19. A method of screening non-plant gene sequences for sequences predicted to be useful in improving crops, comprising:

(a) selecting a crop plant and a non-plant subject organism;

(b) comparing gene sequences of said crop plant and gene sequences of said non-plant subject organism;

(c) selecting a candidate set of gene sequences comprising gene sequences of said non-plant subject organism that are similar to gene sequences of said crop plant and are predicted to be useful in improving crops.

20. The method of claim 19, wherein said candidate set comprises gene sequences of said non-plant subject organism with a BLAST E value greater than or equal to about E-9 when compared to said gene sequences of said crop plant.

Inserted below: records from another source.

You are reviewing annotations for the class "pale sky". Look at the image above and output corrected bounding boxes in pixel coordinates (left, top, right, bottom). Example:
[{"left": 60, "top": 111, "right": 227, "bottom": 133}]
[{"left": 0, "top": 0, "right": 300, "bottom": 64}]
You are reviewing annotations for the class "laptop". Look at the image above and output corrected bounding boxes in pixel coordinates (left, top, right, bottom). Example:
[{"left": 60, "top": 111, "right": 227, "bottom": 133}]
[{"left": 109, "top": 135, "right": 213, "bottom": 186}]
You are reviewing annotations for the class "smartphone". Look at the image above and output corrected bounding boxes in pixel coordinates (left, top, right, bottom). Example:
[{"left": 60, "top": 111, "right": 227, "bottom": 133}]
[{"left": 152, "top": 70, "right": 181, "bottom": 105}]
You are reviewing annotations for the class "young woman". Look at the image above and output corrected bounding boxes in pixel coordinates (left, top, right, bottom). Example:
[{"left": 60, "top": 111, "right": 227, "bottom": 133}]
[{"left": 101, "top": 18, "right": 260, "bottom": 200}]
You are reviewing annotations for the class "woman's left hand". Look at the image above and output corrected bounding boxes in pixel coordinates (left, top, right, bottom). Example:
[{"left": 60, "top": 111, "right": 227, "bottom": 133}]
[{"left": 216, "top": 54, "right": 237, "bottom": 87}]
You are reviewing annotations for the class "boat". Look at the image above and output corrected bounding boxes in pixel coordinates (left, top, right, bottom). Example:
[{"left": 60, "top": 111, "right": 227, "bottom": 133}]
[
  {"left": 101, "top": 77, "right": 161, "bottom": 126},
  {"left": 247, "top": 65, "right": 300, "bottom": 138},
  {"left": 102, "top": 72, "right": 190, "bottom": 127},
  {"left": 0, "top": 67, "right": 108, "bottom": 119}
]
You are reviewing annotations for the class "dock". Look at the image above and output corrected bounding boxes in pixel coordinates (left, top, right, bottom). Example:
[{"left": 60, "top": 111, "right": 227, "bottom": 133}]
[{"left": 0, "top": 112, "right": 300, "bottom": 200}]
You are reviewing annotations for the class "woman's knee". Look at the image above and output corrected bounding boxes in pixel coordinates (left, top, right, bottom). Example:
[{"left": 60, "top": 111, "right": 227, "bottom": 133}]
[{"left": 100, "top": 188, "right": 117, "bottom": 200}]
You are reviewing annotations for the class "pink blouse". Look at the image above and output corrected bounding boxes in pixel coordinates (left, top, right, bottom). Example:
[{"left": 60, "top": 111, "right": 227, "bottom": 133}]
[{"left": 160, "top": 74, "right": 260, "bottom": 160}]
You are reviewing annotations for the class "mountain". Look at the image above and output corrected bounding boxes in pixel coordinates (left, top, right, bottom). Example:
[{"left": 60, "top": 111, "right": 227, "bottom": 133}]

21. The method of claim 19, further comprising the step of selecting a candidate subset from said candidate set.

22. The method of claim 19, further comprising the step of selecting a candidate subset from said candidate set by subtracting gene sequences homologous to those of a reference organism from said gene sequences of said non-plant subject organism.

23. The method of claim 19, wherein said reference organism comprises an organism more closely related to said non-plant subject organism than to said crop plant.

24. A transgenic plant, containing in its genome a transgene selected from a candidate set of gene sequences, said candidate set comprising gene sequences of a non-plant subject organism selected for their similarity to gene sequences of said plant.